Но вот у детей кончился тихий час, после сна они чересчур неотвязные — огарнут сейчас, облепят, а Степан все еще чувствовал слабость и решил до завтра им больше не показываться, ушел на люди, в магазин. Приятно было просто так, без цели потолкаться на народе, приятно ощущать, что карман твой оттягивают живые деньги, но в то же время нет у тебя никаких желаний и никуда тебя не тянет. Степан зашел в кондитерский отдел. Не вынимая руки из денежного кармана, разглядывал он на конфетных обертках мудреные картинки, думал, сколько дней везли к нам чай с далекого острова Цейлона. Потом он перешел в отдел молочный, пристроился в самую длинную очередь — за ряженкой, но передумал, покупать не стал и ее. Так ничего и не купив, он подошел к буфетной стойке и, отстояв еще в одной очереди, выпил стакан абрикосового сока. Сам того не сознавая, Степан, пока день еще не кончился, жался к людям, отирался возле них, будто бы их окружение отдалит или укоротит такую темную и такую дурную ночь.

Уже по пустому от детей двору вернулся он в свой сарай, заметив, что Егоровна и в этот раз не поскупилась, оставила котлет, компоту и хлеба. Не теряя времени, Степан принялся за еду, по возможности сдерживаясь, чтоб не торопиться. Но аппетит опять не поддался управлению разума… Сытость ленивым теплом разлилась по телу, привалилась к затылку. Знает Степан, что это всего лишь притворство организма, за которым последует бессонница и такая прозрачность памяти, что лучше уж сбежать на вокзал, в людскую толчею и суматоху, или загрузиться какой ни на есть работой до утра. Можно уйти и домой, в свою холостяцкую халупу: там все-таки есть лампочка, и в случае чего ее можно не выключать целую ночь. Но домой — это неблизко, да и еда здесь оставлена. И, поразмыслив, Степан снял со стены халат, бросил его, как и давеча днем, на доски и прилег. Теплая дремь, как и знал, продержалась недолго, и перед глазами закрутилась знакомая его околесица. Видится Степану Касовичу всегда одно и то же… В сенокосную пору сорок четвертого, списанный с войны по ранению, Степан, в то время тридцатилетний мужчина, идет в свое селение, что недалеко от Бреста. Всю войну оно было под немцами, и всю войну не знал Степан, что с его семьей, и вот, торопясь домой со станции, от скорого шага взмок. Как сейчас, видится ему разжиревший, с некошеной и нетоптаной травою выгон у своего села, одна-единственная коза на весь выгон и похудевшая за войну соседка Касовичей — Домна Рогачева. Все как сейчас, как только что… Увидев Степана, Домна вдруг качнулась и, словно от огня, стала пятиться назад. Не пряча лица, не стыдясь, она вдруг завыла — истошно, во весь голос: «Сироты мы с тобой на этом свете, сироты». Ни слова не сказав, не сбавив шагу, даже не изругавшись, Степан с каким-то окоченелым умом прошел мимо козы и мимо худой Домны. А женщина все умоляла его: «Не ходи в село, не надо, не ходи…»

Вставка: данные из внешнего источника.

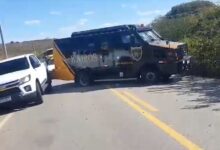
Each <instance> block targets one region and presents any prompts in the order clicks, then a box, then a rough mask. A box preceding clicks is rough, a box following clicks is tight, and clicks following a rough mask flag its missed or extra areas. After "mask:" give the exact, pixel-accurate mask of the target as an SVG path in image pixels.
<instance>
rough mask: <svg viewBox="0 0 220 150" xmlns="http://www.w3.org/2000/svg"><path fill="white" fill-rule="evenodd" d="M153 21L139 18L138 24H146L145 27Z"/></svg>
mask: <svg viewBox="0 0 220 150" xmlns="http://www.w3.org/2000/svg"><path fill="white" fill-rule="evenodd" d="M151 21H152V19H146V18H139V19H138V20H137V23H138V24H145V25H147V24H149V23H151Z"/></svg>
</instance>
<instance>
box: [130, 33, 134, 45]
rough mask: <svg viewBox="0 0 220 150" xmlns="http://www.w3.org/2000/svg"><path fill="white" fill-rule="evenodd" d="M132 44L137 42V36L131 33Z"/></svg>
mask: <svg viewBox="0 0 220 150" xmlns="http://www.w3.org/2000/svg"><path fill="white" fill-rule="evenodd" d="M131 44H132V45H134V44H135V36H134V35H131Z"/></svg>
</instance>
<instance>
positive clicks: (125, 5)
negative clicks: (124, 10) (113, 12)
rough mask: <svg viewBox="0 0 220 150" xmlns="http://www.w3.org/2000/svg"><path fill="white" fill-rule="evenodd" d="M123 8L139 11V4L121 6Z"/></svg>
mask: <svg viewBox="0 0 220 150" xmlns="http://www.w3.org/2000/svg"><path fill="white" fill-rule="evenodd" d="M121 8H129V9H137V8H138V6H137V4H121Z"/></svg>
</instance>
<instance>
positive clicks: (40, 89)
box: [35, 82, 43, 104]
mask: <svg viewBox="0 0 220 150" xmlns="http://www.w3.org/2000/svg"><path fill="white" fill-rule="evenodd" d="M35 102H37V104H41V103H42V102H43V97H42V90H41V86H40V84H39V82H36V97H35Z"/></svg>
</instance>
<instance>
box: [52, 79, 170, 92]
mask: <svg viewBox="0 0 220 150" xmlns="http://www.w3.org/2000/svg"><path fill="white" fill-rule="evenodd" d="M171 82H172V80H170V81H169V82H167V83H158V84H156V85H164V84H169V83H171ZM149 86H151V85H147V84H142V83H140V82H139V81H137V80H126V81H96V82H95V83H93V84H92V85H91V86H88V87H80V86H77V85H76V84H74V83H67V84H61V85H55V86H53V92H52V93H51V94H63V93H84V92H92V91H98V90H105V89H109V88H133V87H149Z"/></svg>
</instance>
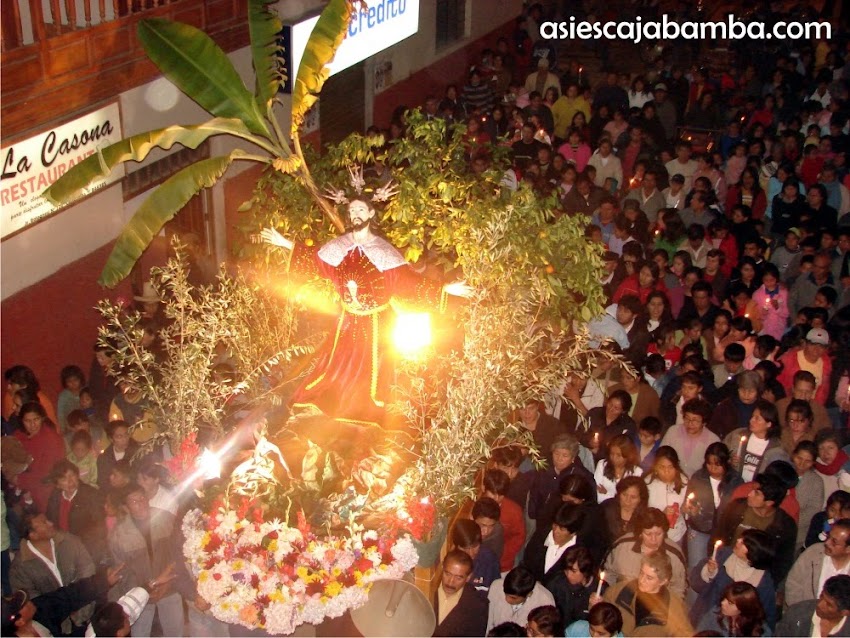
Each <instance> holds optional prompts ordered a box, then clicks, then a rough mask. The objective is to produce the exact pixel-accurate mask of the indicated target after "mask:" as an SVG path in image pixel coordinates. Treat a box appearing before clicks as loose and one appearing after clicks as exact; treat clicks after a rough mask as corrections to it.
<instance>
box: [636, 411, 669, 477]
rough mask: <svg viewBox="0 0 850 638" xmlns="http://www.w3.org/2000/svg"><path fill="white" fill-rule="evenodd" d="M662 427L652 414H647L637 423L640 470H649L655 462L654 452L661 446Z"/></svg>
mask: <svg viewBox="0 0 850 638" xmlns="http://www.w3.org/2000/svg"><path fill="white" fill-rule="evenodd" d="M663 431H664V427H663V426H662V425H661V421H660V420H659V419H656V418H655V417H654V416H648V417H646V418H645V419H643V420H642V421H641V422H640V423H639V424H638V436H637V438H638V440H637V450H638V459H639V461H640V468H641V470H642V472H644V473H645V472H649V471H650V470H651V469H652V466H653V465H654V464H655V454H656V453H657V452H658V448H660V447H661V435H662V434H663Z"/></svg>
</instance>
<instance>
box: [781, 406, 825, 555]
mask: <svg viewBox="0 0 850 638" xmlns="http://www.w3.org/2000/svg"><path fill="white" fill-rule="evenodd" d="M789 411H790V410H789ZM817 456H818V452H817V446H816V445H815V444H814V443H813V442H812V441H801V442H800V443H798V444H797V447H795V448H794V451H793V453H792V454H791V463H792V464H793V465H794V469H795V470H796V471H797V477H798V478H797V485H796V487H795V488H794V489H795V492H796V497H797V502H798V503H799V504H800V519H799V521H798V522H797V549H798V550H800V549H802V548H803V545H804V544H805V541H806V534H807V533H808V531H809V527H810V526H811V524H812V521H813V520H814V518H815V516H816V515H817V514H818V512H820V510H821V503H823V502H824V496H823V495H824V488H823V481H822V480H821V478H820V477H819V476H818V475H817V472H815V470H814V466H815V459H816V458H817Z"/></svg>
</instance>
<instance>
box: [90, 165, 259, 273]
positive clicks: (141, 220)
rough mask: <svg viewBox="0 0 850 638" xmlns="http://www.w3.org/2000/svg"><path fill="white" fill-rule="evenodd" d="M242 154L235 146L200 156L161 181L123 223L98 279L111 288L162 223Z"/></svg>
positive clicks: (168, 217)
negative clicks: (185, 167)
mask: <svg viewBox="0 0 850 638" xmlns="http://www.w3.org/2000/svg"><path fill="white" fill-rule="evenodd" d="M245 155H246V153H245V152H244V151H240V150H238V149H237V150H234V151H232V152H231V153H230V154H229V155H224V156H220V157H211V158H209V159H206V160H201V161H200V162H195V163H194V164H192V165H191V166H187V167H186V168H184V169H183V170H181V171H178V172H177V173H175V174H174V175H172V176H171V177H170V178H168V179H167V180H166V181H165V182H163V183H162V184H161V185H160V186H159V188H157V189H156V190H155V191H154V192H153V193H152V194H151V195H150V196H149V197H148V198H147V199H146V200H145V201H144V203H142V205H141V206H140V207H139V210H138V211H136V214H135V215H133V218H132V219H131V220H130V221H129V222H128V223H127V225H126V226H124V229H123V230H122V231H121V234H120V235H119V236H118V239H117V241H116V242H115V246H114V247H113V248H112V253H111V254H110V255H109V259H108V260H107V261H106V265H105V266H104V267H103V272H101V273H100V279H98V283H100V285H102V286H106V287H108V288H113V287H114V286H115V285H116V284H118V282H120V281H121V280H122V279H124V278H125V277H126V276H127V275H129V274H130V271H131V270H132V268H133V264H135V263H136V261H137V260H138V259H139V257H140V256H141V255H142V253H143V252H144V250H145V249H146V248H147V247H148V246H149V245H150V243H151V241H152V240H153V238H154V237H155V236H156V234H157V233H158V232H159V231H160V230H161V229H162V227H163V226H164V225H165V223H166V222H168V221H169V220H170V219H171V218H172V217H174V215H176V214H177V213H178V212H179V211H180V209H181V208H183V206H185V205H186V203H187V202H188V201H189V200H190V199H192V197H194V196H195V195H196V194H197V193H199V192H200V191H201V189H203V188H209V187H210V186H212V185H213V184H215V183H216V182H217V181H218V178H219V177H221V176H222V175H223V174H224V172H225V171H226V170H227V169H228V167H229V166H230V164H231V163H232V162H233V161H234V160H239V159H241V158H243V157H245Z"/></svg>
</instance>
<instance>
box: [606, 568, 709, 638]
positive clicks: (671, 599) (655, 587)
mask: <svg viewBox="0 0 850 638" xmlns="http://www.w3.org/2000/svg"><path fill="white" fill-rule="evenodd" d="M672 576H673V568H672V565H671V563H670V557H669V555H667V554H665V553H662V552H656V553H653V554H648V555H646V556H644V557H643V558H642V559H641V563H640V572H639V573H638V577H637V578H636V579H634V580H628V581H623V582H620V583H617V584H616V585H612V586H611V587H610V588H609V589H608V590H607V591H606V592H605V595H604V602H609V603H612V604H613V605H616V606H617V608H618V609H619V610H620V613H621V614H622V615H623V633H624V635H626V636H640V635H653V636H691V635H693V631H694V630H693V627H692V626H691V623H690V621H689V620H688V611H687V608H686V607H685V604H684V602H683V601H682V599H681V598H680V597H679V596H677V595H676V594H674V593H673V592H672V591H671V590H670V589H669V588H668V585H669V584H670V579H671V578H672ZM602 601H603V599H602V598H601V597H600V596H597V595H596V594H595V593H594V594H593V595H592V596H591V598H590V602H591V604H594V605H595V604H597V603H599V602H602ZM650 627H651V632H652V633H651V634H647V633H646V632H645V631H641V630H644V629H647V628H650Z"/></svg>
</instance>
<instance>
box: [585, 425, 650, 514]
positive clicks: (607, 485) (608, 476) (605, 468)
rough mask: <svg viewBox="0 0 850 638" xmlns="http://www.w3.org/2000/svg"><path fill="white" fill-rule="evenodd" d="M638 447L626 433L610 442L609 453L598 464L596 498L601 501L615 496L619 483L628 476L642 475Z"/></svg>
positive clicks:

С пригорка разглядел Степан: половины порядка на их когда-то просторной улице как не бывало. Многие хаты сожжены до самой земли. У других уцелели только печки — закоптелые, с длинными, страшными, как надгробья, трубами. На месте его хаты не было и печки… Все Степаново — Катерина и двое ребят: пятилетний Васятка и годовалый в ту пору крепышок Миша, — осталось тут, под серым этим пепелищем…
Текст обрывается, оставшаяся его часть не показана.